Estoy sentado en el comedor de Can Vilaró esperando unos sesos de cordero rebozados que acabo de pedir. Mientras espero, me acerco a la barra para charlar con Sisco, para que me haga un resumen de cómo empezó todo. Me explica que sus padres, Feliciano y Conxita, cogieron el local cuando él era muy jovencito, ahora ya casi lleva sesenta años levantando la persiana, pero también disfrutando de la familia, de la clientela, del barrio y de todo. Empezó ayudando a sus padres en el comedor, aunque también se colgó el delantal en la cocina en alguna ocasión. Con los años, se han hecho cargo del negocio sus tres hijas, Anna, Alba y Aida, aunque actualmente son las dos primeras las que están al pie del cañón. A Sisco le gusta explicar que las tres pasaron por la universidad, pero que han preferido quedarse en el negocio familiar.
En Can Vilaró tienen una clientela muy fiel, habitualmente del país, que viene a disfrutar de una cocina catalana bien elaborada y sin cuentos, pero también del ambiente del local. Por suerte, el tsunami de los turistas no les ha llegado —y así, entre nosotros, se agradece.
Como quien no quiere la cosa, hablamos de la llegada del Pinotxo al mercado de Sant Antoni. Sisco considera que es una buena noticia, me explica que Jordi Asín, a quien no conocía, venía cada día a comer mientras duraron las obras del nuevo local. Hago cachondeo con el legado del bar y parece que un nieto de doce años ya le ha dicho que quiere continuar con el bar, pero nos reímos los dos: "Es demasiado joven, aunque se le ve con la ilusión.
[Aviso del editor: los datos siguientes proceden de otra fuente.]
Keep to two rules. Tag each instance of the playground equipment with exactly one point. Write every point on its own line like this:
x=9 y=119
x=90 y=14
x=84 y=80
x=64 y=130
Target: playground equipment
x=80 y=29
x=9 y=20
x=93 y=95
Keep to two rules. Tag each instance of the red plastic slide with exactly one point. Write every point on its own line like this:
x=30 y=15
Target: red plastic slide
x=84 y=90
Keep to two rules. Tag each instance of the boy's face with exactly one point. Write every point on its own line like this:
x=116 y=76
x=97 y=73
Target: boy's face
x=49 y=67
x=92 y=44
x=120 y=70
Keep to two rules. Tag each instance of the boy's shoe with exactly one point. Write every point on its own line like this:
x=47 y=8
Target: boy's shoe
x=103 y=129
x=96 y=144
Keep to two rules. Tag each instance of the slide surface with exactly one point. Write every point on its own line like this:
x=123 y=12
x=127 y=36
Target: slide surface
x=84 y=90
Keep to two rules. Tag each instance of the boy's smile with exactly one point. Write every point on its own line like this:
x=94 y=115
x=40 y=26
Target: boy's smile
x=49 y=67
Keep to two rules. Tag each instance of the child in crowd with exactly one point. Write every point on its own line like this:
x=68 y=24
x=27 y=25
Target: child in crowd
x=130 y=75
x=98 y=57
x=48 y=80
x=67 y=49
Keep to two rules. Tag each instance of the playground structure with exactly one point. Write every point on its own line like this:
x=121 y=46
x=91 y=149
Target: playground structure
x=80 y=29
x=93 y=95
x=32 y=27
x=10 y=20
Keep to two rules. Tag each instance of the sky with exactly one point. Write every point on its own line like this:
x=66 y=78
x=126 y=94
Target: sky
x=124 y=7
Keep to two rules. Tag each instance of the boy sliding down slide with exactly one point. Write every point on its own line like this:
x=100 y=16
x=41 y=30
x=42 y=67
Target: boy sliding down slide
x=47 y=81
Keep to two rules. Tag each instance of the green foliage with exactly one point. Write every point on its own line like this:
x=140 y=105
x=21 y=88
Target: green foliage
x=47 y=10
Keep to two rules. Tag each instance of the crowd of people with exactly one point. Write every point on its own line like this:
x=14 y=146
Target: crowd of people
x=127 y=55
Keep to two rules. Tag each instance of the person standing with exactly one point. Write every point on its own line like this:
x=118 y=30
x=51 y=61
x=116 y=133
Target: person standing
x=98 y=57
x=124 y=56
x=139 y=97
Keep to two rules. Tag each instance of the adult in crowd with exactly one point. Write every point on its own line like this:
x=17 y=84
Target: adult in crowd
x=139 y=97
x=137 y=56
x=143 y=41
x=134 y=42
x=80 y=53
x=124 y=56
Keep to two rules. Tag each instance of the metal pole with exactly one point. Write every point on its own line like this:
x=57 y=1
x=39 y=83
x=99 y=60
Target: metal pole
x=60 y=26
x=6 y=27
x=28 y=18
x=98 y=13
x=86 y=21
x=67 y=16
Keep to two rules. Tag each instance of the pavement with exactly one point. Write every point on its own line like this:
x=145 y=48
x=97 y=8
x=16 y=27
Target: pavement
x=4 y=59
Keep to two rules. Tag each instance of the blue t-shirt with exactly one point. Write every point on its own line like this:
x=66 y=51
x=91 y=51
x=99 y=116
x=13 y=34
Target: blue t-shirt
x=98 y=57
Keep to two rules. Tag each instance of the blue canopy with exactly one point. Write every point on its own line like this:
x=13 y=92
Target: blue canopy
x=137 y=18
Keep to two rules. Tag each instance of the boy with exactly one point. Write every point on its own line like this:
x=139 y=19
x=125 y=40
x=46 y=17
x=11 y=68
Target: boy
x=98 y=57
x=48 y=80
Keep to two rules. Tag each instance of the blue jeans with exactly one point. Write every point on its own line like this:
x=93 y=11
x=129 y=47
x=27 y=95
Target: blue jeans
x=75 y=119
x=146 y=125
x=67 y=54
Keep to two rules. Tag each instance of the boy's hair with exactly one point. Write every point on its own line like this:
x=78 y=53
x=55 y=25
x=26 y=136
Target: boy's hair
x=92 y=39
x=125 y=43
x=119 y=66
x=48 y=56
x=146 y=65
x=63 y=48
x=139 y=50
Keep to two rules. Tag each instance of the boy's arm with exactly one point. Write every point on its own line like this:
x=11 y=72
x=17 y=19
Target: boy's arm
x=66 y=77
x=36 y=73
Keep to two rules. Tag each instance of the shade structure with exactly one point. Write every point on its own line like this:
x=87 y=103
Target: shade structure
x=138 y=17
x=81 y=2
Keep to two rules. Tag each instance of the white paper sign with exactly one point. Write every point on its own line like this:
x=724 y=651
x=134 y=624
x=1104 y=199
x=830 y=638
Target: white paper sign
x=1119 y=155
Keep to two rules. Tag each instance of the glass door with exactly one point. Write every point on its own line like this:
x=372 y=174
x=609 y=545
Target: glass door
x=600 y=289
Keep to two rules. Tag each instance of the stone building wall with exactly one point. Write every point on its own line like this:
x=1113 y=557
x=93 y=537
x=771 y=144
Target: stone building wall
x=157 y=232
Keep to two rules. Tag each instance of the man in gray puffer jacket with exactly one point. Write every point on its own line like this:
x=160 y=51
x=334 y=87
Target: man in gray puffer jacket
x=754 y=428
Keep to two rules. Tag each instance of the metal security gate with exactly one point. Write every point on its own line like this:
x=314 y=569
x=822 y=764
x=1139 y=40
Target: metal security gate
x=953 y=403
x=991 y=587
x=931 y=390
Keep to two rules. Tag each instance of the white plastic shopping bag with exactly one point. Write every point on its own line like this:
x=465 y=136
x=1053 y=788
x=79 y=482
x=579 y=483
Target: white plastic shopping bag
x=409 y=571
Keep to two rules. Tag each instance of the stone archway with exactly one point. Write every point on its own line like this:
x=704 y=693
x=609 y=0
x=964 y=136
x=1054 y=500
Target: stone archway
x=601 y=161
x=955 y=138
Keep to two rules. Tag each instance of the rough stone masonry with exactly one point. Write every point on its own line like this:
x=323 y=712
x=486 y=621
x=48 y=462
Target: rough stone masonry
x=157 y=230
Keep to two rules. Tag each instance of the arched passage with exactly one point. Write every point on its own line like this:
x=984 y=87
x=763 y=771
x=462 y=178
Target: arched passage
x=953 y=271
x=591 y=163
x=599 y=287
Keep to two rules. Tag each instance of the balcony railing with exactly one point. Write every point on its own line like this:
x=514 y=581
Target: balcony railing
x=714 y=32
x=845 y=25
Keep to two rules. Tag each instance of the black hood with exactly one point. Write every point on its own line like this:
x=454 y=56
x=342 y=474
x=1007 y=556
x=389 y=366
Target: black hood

Ahora tiene que estudiar y más adelante ya hablaremos", comenta.
Vuelvo a la mesa, no sea que se enfríen los sesos que me ha dejado Dolors, quien lleva la casa; son una delicia y se deshacen en la boca. La primera vez que los probé, ya hace unos años, quedé muy sorprendido porque la textura, sabor y aroma me devolvieron unos segundos a la infancia, cuando mi madre los cocinaba como nadie. Desgraciadamente, la casquería ha desaparecido de nuestras mesas por demasiado tiempo, pero, afortunadamente, hoy vuelve a estar bien presente en muchas cartas de bares y restaurantes. Sin embargo, todavía tenemos mucho camino por recorrer y que vuelva a las cocinas de casa como antes.
Los vecinos de la mesa de al lado —que podrían ser mis abuelos, todo sea dicho— entre gritos se están zampando un trinxat con tocino y arenque, un capipota y unos riñones al jerez, con un par de botellas de vino, no os creáis. En frente, otro grupo no tan perjudicado y más risueño va comiendo esqueixades y bacalaos a la llauna mientras vacían botellas de cerveza.
En Can Vilaró no tienen menú, ni falta que hace. La larga lista de propuestas, algunas de las cuales cambian cada día, la puedes leer en la pizarra y tienen unos precios más que razonables. Así, hoy también tienen sopa de galets, escudella barrejada, arenque marinado, bacalao con cebolla, albóndigas con setas, meloso de ternera; y de postres, mel i mató, flan de huevo, crema catalana y arroz con leche.
Me despido de Sisco y Anna, que ya están preparando las mesas para las comidas, feliz y con la barriga llena pensando que tengo que traer a los amigos un día y montar la fiesta. Larga vida a Can Vilaró.